For some time, I’ve been reading blogs about exploiting that seems now at last my time has come to change the role. In this blog I will publish posts as a workshop “from scratch” the exploiting, and additionally I try often bring examples of vulnerabilities (hereafter “vulns” if allowed me) in the rial guorld. This post is primarily an intro with to acquire basic ideas.
Anyway, let’s start by defining the exploiting.

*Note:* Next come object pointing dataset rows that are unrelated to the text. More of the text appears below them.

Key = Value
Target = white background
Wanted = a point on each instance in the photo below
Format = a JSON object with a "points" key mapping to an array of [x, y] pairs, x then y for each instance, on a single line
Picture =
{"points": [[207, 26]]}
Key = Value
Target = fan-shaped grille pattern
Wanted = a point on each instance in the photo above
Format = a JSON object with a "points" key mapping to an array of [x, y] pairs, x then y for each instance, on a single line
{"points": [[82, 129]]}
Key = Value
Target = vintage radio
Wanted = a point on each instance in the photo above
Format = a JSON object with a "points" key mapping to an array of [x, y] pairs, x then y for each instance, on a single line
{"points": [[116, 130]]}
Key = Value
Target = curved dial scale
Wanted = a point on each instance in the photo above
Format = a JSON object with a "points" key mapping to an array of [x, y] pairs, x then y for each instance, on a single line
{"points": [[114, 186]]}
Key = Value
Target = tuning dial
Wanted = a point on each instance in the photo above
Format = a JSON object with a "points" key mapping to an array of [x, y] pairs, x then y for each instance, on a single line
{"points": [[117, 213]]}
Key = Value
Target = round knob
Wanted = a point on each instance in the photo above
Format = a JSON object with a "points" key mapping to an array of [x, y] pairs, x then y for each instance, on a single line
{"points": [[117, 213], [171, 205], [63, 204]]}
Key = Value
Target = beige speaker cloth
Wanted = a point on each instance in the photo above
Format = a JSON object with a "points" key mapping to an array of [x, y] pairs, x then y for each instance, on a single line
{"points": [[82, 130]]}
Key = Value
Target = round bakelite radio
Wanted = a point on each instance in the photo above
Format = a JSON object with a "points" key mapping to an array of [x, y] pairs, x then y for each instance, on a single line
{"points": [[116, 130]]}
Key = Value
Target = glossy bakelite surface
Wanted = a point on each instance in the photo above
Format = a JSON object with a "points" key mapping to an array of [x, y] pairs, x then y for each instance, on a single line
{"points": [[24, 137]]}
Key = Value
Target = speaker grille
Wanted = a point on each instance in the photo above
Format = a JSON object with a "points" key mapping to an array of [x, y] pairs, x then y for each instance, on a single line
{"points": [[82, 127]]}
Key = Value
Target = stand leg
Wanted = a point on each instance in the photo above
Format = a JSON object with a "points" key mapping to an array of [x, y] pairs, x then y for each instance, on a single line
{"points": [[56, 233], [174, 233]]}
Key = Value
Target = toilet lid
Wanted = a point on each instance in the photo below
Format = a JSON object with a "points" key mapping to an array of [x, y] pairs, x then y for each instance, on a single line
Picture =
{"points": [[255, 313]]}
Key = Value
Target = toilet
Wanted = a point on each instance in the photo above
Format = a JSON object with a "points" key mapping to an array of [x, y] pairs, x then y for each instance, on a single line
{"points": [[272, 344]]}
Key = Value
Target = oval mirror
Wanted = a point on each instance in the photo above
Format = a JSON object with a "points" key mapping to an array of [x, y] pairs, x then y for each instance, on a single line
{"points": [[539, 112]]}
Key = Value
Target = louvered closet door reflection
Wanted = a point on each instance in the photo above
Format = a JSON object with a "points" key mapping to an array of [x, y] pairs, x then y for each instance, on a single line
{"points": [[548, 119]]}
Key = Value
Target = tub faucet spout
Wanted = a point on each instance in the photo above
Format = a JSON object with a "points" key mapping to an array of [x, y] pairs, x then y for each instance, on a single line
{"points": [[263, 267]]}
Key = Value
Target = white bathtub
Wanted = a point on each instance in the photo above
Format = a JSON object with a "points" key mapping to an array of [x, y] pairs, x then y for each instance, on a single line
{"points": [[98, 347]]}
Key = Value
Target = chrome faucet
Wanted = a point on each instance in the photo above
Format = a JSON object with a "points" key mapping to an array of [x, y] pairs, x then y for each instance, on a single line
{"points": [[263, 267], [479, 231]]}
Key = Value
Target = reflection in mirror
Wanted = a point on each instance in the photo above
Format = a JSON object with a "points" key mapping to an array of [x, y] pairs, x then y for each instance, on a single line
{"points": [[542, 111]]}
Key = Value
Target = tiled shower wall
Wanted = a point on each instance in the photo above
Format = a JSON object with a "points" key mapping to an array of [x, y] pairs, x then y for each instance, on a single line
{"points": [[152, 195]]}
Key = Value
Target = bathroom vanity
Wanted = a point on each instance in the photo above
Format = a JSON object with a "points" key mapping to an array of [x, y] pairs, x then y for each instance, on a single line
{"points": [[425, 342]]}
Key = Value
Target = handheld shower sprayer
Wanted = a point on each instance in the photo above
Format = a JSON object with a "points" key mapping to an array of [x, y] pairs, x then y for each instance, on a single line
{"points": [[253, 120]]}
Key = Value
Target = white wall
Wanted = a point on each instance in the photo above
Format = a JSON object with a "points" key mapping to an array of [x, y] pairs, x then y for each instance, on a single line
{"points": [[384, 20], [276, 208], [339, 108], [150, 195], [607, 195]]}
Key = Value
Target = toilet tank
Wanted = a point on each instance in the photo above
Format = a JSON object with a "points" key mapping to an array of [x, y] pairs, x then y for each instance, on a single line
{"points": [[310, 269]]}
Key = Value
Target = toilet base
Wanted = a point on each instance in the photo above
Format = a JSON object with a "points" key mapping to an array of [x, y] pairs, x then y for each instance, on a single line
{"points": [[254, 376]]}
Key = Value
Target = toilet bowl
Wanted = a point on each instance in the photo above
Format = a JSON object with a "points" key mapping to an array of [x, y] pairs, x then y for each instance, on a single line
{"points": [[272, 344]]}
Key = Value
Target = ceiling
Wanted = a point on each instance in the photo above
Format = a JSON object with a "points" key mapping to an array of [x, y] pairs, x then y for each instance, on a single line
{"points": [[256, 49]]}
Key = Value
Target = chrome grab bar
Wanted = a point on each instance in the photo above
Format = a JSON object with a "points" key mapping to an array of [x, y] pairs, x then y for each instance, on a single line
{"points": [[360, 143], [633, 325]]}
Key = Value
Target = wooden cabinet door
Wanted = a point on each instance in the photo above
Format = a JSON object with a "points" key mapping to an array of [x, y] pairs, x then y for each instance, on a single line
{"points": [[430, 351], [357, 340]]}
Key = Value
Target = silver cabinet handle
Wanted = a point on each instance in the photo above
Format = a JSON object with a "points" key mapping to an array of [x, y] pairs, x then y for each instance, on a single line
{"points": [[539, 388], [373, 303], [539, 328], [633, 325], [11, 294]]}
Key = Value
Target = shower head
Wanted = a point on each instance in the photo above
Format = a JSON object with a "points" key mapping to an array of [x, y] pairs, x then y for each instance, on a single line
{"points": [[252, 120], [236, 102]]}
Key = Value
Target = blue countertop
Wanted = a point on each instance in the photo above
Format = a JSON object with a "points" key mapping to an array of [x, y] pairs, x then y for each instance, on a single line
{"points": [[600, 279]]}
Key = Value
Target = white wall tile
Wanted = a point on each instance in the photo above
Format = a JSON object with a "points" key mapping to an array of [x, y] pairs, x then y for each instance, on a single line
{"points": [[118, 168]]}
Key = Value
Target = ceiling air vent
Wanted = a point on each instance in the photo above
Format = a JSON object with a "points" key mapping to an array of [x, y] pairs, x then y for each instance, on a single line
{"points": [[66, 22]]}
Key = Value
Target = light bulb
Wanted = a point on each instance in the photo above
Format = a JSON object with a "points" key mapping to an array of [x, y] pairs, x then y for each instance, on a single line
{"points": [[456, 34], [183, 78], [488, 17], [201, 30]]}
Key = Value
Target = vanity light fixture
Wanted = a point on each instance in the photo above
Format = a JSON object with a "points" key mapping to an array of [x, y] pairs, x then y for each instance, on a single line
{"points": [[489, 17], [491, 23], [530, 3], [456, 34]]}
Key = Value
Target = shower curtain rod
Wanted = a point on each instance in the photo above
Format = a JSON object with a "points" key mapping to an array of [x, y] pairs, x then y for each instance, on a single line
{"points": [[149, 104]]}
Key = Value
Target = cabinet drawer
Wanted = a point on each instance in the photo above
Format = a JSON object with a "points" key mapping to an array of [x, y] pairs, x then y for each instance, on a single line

The exploiting is the set of techniques that seek to exploit errors (bugs) the programmer to manipulate the behavior of the program, these errors are mainly poor forecasting of potential data that can provide the user. One time I read a quote (from a certain P. Williams) which he reads
From the point of view of a programmer, the user is no more than a peripheral drumming when you are sent a read request.
This idea is possibly leading to the occurrence of these errors. For me, the user is a potential serial murderer with which we must be educated better and why we do what we ask, to some extent, so it is necessary to verify the data that provides the user always properly before handling.
Exploitation can be at many levels (you can exploit for example the web server binary itself, or exploit the webapp that manages that server, techniques such as SQLi and XSS belong to the latter world, as for us, we will enjoy only the world binary, more beautiful at least for me) and of course there are cases of extremely complex operation and others with simpler schemes. A more complexity, more fun.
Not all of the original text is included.